También se plantea que los empleados asuman el relevo generacional en las pymes
Otro de los aspectos que aborda el informe es cómo afrontar el relevo generacional en miles de pymes españolas. Según sus autores, la falta de sucesión empresarial se ha convertido en uno de los principales riesgos para la continuidad del tejido productivo.
Desde esta perspectiva, la ampliación de la participación laboral se plantea también como una posible vía para evitar cierres o ventas forzadas cuando no existe relevo claro.
“La participación de los trabajadores en el accionariado puede ser una herramienta útil, especialmente en pymes sin relevo generacional, al facilitar la continuidad empresarial y evitar ventas a terceros con lógicas cortoplacistas”, señaló Jesús Fernández-Bravo, presidente de Economistas Asesores Laborales del Consejo General de Economistas de España (CGE). “Bien diseñada, refuerza el arraigo territorial y la estabilidad del empleo”.

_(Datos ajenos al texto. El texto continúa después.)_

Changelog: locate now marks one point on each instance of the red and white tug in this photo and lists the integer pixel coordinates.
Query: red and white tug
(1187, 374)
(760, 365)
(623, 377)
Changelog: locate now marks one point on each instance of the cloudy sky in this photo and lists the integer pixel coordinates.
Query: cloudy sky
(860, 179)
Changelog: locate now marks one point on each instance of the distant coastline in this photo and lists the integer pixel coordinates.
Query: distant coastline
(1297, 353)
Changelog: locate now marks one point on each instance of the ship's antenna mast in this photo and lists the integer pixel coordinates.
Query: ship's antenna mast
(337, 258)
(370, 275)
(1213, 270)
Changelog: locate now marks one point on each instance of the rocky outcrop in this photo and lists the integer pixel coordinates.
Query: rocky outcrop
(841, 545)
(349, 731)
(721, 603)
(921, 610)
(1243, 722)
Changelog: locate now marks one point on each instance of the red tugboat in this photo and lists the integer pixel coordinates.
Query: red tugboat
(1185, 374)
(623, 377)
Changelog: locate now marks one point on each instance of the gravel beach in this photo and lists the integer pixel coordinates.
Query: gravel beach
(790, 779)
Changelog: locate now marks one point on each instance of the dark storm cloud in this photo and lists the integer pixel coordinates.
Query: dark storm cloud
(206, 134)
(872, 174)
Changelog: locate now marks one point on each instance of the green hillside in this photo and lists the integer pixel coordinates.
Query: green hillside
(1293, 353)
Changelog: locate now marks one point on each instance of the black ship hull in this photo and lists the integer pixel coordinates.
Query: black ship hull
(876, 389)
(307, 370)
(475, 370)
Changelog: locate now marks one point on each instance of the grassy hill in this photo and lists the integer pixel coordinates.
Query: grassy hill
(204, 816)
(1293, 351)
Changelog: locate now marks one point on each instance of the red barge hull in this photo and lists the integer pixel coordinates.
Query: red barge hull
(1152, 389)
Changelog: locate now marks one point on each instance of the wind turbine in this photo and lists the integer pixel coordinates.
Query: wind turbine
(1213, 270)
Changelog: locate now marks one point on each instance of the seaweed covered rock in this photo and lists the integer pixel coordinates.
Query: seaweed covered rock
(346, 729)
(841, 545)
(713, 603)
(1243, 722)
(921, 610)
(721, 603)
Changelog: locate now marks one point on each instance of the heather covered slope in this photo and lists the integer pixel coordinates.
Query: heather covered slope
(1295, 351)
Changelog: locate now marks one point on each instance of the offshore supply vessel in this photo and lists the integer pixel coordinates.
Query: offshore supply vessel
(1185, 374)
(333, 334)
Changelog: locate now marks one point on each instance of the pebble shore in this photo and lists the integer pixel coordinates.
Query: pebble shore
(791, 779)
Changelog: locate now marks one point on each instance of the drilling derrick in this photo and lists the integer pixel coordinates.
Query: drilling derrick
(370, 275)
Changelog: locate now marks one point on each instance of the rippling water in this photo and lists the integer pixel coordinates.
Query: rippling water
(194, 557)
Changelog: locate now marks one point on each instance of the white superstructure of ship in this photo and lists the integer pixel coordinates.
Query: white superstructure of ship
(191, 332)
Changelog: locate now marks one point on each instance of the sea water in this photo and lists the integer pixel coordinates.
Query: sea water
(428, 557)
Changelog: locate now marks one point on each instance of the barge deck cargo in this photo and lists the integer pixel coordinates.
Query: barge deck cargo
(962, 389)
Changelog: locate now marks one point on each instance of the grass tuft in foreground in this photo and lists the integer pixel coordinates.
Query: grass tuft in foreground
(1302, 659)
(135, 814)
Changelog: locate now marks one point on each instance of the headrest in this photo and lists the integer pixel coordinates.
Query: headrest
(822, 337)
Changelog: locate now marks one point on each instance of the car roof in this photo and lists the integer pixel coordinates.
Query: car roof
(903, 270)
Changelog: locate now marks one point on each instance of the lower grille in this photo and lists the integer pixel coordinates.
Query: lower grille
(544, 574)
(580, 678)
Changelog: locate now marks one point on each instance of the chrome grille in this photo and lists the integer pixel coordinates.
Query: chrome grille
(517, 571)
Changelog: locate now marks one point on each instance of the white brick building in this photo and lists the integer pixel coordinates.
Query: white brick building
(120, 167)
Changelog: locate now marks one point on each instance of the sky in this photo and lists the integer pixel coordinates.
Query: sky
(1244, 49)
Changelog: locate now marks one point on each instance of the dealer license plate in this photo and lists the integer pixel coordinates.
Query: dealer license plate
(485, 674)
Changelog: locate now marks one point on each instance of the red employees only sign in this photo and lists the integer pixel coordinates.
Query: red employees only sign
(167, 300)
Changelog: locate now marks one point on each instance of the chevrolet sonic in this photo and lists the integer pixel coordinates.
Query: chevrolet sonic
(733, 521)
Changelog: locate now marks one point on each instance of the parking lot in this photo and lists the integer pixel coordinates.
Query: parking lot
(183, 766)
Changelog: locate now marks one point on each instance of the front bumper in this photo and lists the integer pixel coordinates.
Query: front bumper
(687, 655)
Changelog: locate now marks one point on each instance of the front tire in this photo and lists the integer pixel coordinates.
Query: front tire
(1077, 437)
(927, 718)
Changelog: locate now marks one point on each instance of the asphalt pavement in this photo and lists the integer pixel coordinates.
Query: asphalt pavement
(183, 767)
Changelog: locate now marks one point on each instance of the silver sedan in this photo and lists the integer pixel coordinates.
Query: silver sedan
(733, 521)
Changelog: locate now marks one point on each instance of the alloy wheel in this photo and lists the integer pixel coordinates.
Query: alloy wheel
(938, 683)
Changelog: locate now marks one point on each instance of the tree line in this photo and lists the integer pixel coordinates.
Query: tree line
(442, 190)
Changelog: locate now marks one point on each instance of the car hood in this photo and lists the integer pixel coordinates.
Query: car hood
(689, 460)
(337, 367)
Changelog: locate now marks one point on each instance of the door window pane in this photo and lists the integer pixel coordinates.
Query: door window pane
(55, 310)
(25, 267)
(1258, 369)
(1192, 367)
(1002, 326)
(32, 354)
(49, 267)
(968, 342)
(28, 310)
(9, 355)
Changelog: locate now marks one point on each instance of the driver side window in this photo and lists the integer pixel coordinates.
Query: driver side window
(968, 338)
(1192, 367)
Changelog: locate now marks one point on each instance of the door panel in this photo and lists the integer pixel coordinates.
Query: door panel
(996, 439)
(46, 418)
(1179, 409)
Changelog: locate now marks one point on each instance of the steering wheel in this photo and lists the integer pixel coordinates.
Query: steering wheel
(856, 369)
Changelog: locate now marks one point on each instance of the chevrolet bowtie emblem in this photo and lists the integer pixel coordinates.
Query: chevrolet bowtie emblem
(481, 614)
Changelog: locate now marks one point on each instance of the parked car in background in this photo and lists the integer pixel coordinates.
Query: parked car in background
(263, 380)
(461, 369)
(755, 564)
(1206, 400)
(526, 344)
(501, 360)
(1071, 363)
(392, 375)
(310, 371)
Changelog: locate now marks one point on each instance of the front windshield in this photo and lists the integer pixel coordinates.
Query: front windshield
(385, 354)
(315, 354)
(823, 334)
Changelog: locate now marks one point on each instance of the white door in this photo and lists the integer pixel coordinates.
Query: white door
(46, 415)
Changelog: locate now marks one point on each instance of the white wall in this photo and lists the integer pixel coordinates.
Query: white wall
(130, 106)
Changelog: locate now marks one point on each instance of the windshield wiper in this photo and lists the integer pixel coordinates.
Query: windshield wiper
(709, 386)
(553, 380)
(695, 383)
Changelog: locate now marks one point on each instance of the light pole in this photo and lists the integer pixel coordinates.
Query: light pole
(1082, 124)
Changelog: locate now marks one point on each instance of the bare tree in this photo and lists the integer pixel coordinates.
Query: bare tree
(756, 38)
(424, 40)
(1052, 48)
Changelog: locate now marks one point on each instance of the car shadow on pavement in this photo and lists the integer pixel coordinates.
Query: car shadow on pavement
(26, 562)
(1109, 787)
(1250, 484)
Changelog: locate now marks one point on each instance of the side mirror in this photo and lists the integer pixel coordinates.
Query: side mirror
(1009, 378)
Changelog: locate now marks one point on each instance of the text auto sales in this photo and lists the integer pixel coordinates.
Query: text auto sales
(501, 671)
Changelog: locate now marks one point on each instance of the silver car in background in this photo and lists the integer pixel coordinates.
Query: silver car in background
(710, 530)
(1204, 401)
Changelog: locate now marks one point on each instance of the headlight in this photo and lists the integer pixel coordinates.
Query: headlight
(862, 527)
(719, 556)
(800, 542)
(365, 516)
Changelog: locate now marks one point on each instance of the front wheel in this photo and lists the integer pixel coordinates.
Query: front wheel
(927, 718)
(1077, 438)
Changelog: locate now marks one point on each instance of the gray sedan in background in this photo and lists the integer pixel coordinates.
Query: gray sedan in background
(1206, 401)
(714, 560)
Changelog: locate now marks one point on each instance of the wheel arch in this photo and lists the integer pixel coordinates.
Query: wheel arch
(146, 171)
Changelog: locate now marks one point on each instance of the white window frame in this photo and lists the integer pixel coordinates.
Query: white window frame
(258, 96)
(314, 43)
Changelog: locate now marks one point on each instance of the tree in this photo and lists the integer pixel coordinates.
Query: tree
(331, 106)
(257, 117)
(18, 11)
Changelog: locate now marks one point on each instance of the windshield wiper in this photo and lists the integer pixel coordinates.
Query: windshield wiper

Moncada coincidió en que la participación accionarial puede facilitar la continuidad empresarial, pero insistió en que debe basarse en acuerdos voluntarios y en adquisiciones reales de capital, no en la imposición de derechos políticos sin propiedad económica efectiva.
En cualquier caso, Fernández-Bravo matizó que estas propuestas también tendrían consecuencias para los trabajadores ya que “no debe confundirse con un simple complemento salarial: implica asumir riesgo empresarial y exige mecanismos claros de valoración, financiación y salida”.
Para el presidente de los Economistas Asesores Laborales del CGE, “técnicamente puede articularse mediante adquisiciones progresivas, vehículos colectivos o fondos específicos que permitan comprar participaciones sin tensionar la tesorería” pero en cualquier caso resultaría “clave garantizar liquidez futura y limitar la concentración del patrimonio del trabajador en su propia empresa” sin olvidar que “para la pyme, el éxito depende de una transición gradual y de separar propiedad y gestión en las primeras fases”.
La experiencia internacional apunta a modelos voluntarios, no a imposiciones por ley
Si nos fijamos en lo que sucede en otros países Fernández-Bravo expuso que los modelos más eficaces ya existen y funcionan.
Por ejemplo, “en Reino Unido, los Employee Ownership Trusts permiten que un vehículo colectivo adquiera la empresa y la gestione en beneficio de los empleados, facilitando sucesiones ordenadas” mientras que “en Estados Unidos, los planes ESOP financian la compra progresiva de acciones para los trabajadores”.
Por otro lado en Alemania “combinan representación en consejos con fórmulas de participación financiera, reforzando estabilidad y productividad” y Francia se decanta por “sistemas obligatorios de participación en beneficios vinculados a ahorro e inversión”.
En todo caso, Moncada recordó en que introducir representantes con poder de decisión sin una participación real en el capital puede generar incentivos perversos y deteriorar la calidad de las decisiones estratégicas y que no deberían imponerse por decreto a las empresas.
Por su parte, Fernández-Bravo concluyó que “los modelos más eficaces son graduales, colectivos y con reglas claras de financiación y salida”.
Sin embargo, la ruptura del diálogo social entre el Ministerio de Trabajo y los representantes empresariales no garantiza que esta propuesta pueda reunir estos requisitos y la debilidad parlamentaria del Gobierno dificultará su aprobación, como ha ocurrido con otras medidas controvertidas como la imposición de la reducción de jornada laboral por ley.